The Senior Warden at All Hallows Church in Baltimore where Georgina played the organ was a piece of work. After listening to Georgina’s complaints, I decided that he was the psychotic who needed therapy, not Georgina. I thought about the organ concert where I had last seen the odious Lionel—Mr. Streeting to his friends—pacing self-importantly in his slimy, silver-gray polyester suit, peering over the tops of oversized tortoise-shell eyeglasses and making two-finger come-hither gestures as he seated the audience. How Georgina could stand even to look at the man—his black hair, laced with gray, parted too neatly on the side, and so thick with hair cream you could see the tooth marks of his comb—was beyond me. Streeting controlled every aspect of All Hallows, from the choir director to the Junior Warden, from the Altar Guild to the church secretary, even the rector, with an uncompromising hand. Look up “prick” in the dictionary and there’s his picture, right between “pricey” and “prickle.”

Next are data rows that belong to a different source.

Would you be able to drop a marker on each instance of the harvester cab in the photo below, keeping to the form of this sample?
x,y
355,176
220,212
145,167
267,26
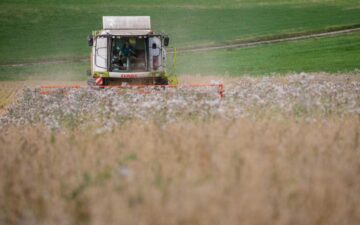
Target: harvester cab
x,y
127,51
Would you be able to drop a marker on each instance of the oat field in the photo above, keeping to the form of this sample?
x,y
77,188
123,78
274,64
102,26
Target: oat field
x,y
275,150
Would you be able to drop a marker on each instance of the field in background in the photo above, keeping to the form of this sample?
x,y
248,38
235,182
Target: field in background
x,y
47,29
276,150
330,54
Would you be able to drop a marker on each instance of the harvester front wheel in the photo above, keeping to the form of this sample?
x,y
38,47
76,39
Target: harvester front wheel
x,y
162,81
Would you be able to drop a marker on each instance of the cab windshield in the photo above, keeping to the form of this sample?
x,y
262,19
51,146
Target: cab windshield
x,y
128,54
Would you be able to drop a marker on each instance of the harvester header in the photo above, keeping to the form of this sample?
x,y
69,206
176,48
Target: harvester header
x,y
126,23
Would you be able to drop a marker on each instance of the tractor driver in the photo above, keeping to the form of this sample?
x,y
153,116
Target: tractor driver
x,y
128,53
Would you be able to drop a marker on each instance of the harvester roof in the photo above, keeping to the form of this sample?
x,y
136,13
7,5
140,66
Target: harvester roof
x,y
126,25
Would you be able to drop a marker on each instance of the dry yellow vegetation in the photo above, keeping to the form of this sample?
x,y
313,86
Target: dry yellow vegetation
x,y
8,89
222,172
275,150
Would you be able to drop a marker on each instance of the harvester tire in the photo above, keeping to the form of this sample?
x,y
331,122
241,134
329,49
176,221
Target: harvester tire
x,y
162,81
91,82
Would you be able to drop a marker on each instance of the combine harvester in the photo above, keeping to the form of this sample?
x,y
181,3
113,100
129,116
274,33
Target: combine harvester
x,y
128,54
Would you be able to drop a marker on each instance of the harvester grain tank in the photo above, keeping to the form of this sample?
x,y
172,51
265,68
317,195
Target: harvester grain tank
x,y
127,51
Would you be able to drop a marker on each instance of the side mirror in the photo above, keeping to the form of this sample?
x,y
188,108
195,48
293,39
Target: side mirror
x,y
166,41
90,40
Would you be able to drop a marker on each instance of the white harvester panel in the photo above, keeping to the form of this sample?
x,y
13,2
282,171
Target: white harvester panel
x,y
100,52
156,54
126,23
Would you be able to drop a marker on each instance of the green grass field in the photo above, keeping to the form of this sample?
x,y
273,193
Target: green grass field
x,y
47,29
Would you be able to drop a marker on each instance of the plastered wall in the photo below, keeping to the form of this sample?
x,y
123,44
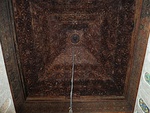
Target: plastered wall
x,y
6,103
143,97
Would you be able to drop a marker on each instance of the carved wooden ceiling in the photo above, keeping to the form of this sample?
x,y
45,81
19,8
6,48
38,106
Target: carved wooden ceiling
x,y
44,32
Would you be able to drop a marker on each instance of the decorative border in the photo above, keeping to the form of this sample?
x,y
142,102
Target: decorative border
x,y
7,34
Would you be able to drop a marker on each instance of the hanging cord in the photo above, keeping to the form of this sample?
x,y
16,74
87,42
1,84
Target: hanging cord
x,y
71,92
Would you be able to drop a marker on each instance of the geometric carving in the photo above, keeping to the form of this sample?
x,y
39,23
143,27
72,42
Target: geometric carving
x,y
101,55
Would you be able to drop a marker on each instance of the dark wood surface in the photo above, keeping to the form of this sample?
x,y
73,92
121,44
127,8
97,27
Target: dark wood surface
x,y
44,30
35,37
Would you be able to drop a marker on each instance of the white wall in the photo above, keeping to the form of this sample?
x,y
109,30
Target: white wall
x,y
144,87
6,103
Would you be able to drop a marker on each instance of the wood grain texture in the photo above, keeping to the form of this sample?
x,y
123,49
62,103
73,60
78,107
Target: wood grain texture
x,y
44,31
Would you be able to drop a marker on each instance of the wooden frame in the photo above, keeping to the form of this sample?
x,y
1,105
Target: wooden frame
x,y
124,104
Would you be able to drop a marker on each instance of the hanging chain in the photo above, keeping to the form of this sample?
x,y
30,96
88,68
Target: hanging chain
x,y
71,92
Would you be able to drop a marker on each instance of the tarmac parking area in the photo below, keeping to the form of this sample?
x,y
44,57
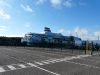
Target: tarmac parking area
x,y
35,61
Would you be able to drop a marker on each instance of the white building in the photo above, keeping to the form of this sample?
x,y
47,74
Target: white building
x,y
48,36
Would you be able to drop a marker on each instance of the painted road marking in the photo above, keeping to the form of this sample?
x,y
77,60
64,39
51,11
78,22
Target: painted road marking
x,y
2,70
39,63
91,66
22,66
45,62
43,69
11,67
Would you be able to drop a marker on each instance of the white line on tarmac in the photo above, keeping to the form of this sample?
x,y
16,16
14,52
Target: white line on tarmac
x,y
39,63
22,66
91,66
11,67
2,70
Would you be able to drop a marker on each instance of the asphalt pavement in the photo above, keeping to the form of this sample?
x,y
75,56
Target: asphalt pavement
x,y
44,61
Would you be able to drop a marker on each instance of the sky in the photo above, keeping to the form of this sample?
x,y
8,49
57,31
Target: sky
x,y
79,18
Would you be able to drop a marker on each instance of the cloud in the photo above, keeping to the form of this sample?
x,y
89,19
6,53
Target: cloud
x,y
27,8
56,3
80,31
4,15
3,28
28,24
5,4
39,2
61,30
68,3
97,33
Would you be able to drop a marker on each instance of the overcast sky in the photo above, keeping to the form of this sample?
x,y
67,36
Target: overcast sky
x,y
70,17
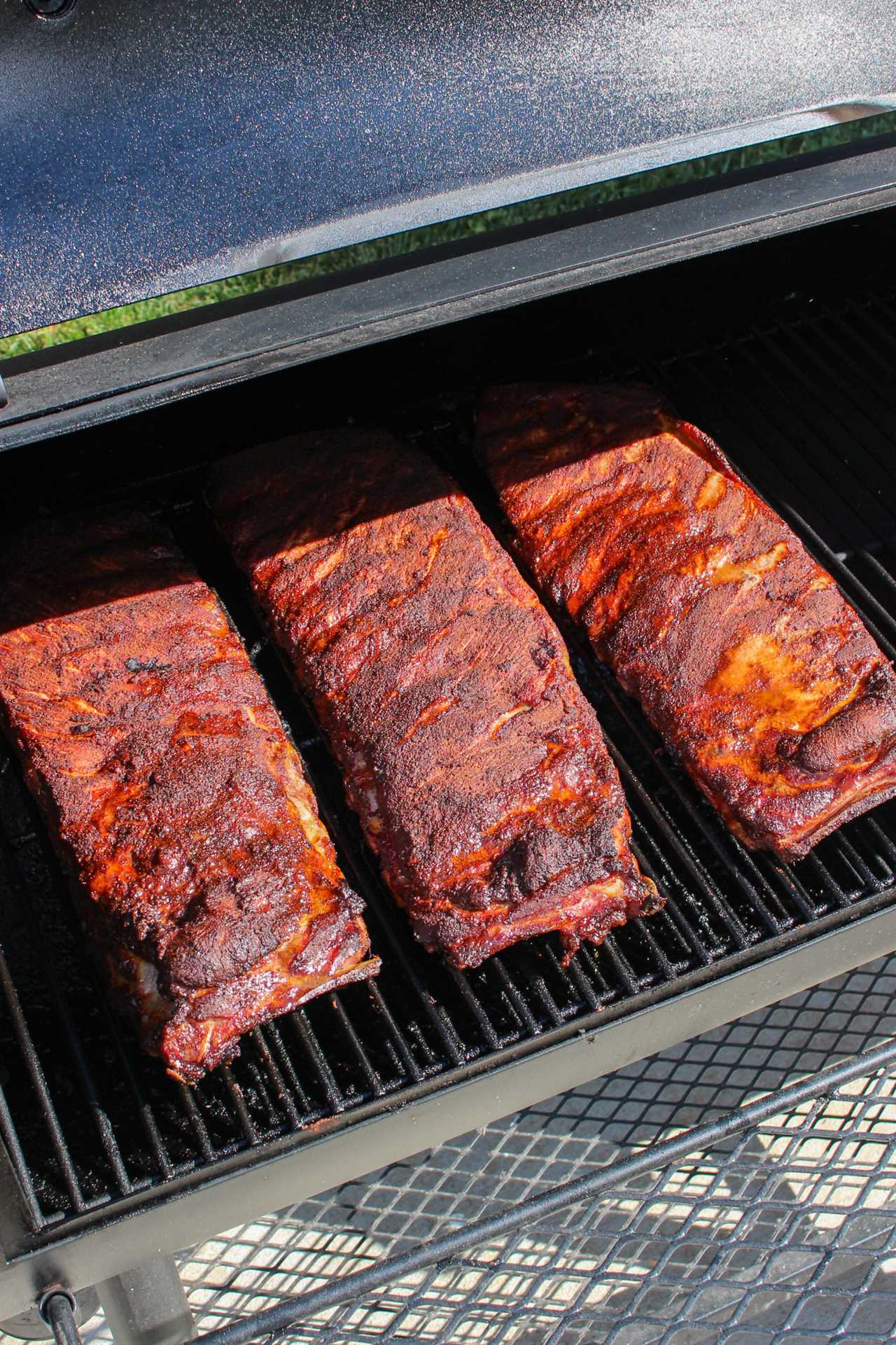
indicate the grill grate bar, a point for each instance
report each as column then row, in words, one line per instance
column 197, row 1123
column 19, row 1164
column 39, row 1083
column 315, row 1055
column 283, row 1094
column 73, row 1041
column 395, row 1035
column 664, row 825
column 507, row 985
column 372, row 1075
column 240, row 1105
column 272, row 1033
column 471, row 1001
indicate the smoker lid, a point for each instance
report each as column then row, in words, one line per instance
column 159, row 144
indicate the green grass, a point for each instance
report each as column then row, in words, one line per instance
column 397, row 245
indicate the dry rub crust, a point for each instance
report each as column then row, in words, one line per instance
column 475, row 763
column 206, row 880
column 708, row 608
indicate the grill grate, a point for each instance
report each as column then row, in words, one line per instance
column 801, row 407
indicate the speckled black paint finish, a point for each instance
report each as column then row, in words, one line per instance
column 163, row 143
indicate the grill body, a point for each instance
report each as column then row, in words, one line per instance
column 789, row 366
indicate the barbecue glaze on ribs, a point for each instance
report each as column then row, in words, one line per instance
column 206, row 881
column 474, row 760
column 708, row 608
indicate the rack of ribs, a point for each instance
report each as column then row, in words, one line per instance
column 475, row 763
column 204, row 876
column 739, row 646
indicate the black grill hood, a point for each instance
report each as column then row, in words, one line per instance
column 158, row 144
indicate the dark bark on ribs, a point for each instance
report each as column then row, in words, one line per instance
column 474, row 760
column 709, row 610
column 206, row 881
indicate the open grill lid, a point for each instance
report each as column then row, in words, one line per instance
column 155, row 146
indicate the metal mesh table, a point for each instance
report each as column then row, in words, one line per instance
column 786, row 1231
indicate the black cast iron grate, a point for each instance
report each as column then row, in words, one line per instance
column 805, row 407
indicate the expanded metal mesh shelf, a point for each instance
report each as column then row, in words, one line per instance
column 92, row 1124
column 783, row 1234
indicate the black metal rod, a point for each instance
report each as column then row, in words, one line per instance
column 346, row 1289
column 57, row 1308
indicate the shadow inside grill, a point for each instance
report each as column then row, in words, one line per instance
column 89, row 1121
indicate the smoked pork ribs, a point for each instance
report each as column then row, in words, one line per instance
column 708, row 608
column 205, row 879
column 475, row 763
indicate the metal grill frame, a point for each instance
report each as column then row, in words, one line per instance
column 556, row 1060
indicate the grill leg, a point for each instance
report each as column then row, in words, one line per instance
column 31, row 1327
column 147, row 1306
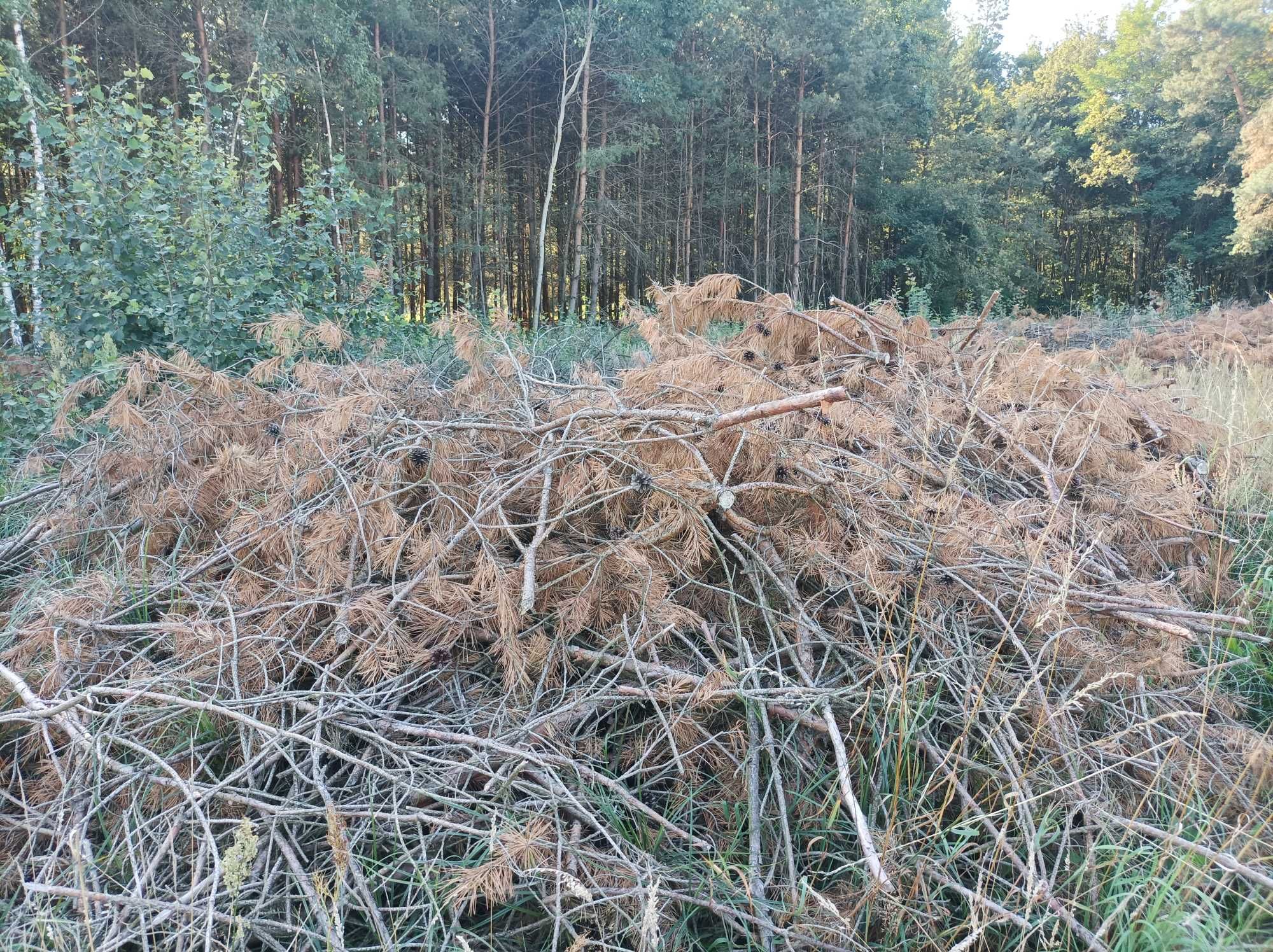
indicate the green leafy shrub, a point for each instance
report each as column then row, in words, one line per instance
column 160, row 236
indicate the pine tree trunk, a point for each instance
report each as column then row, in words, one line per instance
column 38, row 164
column 770, row 186
column 756, row 166
column 689, row 197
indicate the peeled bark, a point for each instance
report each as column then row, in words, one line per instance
column 800, row 165
column 581, row 195
column 568, row 90
column 596, row 232
column 478, row 264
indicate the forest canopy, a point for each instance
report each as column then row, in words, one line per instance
column 178, row 170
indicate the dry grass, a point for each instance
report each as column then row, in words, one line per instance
column 834, row 633
column 1238, row 399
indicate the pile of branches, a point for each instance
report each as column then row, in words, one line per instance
column 836, row 632
column 1232, row 338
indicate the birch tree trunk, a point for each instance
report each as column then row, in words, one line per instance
column 581, row 193
column 478, row 264
column 596, row 231
column 15, row 324
column 800, row 166
column 568, row 88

Georgina’s antipathy knew no bounds as she launched into her latest diatribe. “The hymns are always too loud for him, never too soft. I’m to play faster or slower, depending upon the phase of the goddamn moon. During the prelude today I caught sight of him in my mirror, flapping his arms like a wounded bird. I thought someone had died, for Christ’s sake! Then the light on the console started flashing off and on and I knew he wanted me to quit playing but I only had sixteen bars to go so I ignored the SOB.” She paused for breath. “And then, do you know what he did?”

“I hate to think.”

“He oozed up to me after the service, tapped his watch, and said, ‘We simply
must
start the services on
time. Your prelude was two minutes over, Mrs. Cardinale.’ Honestly!”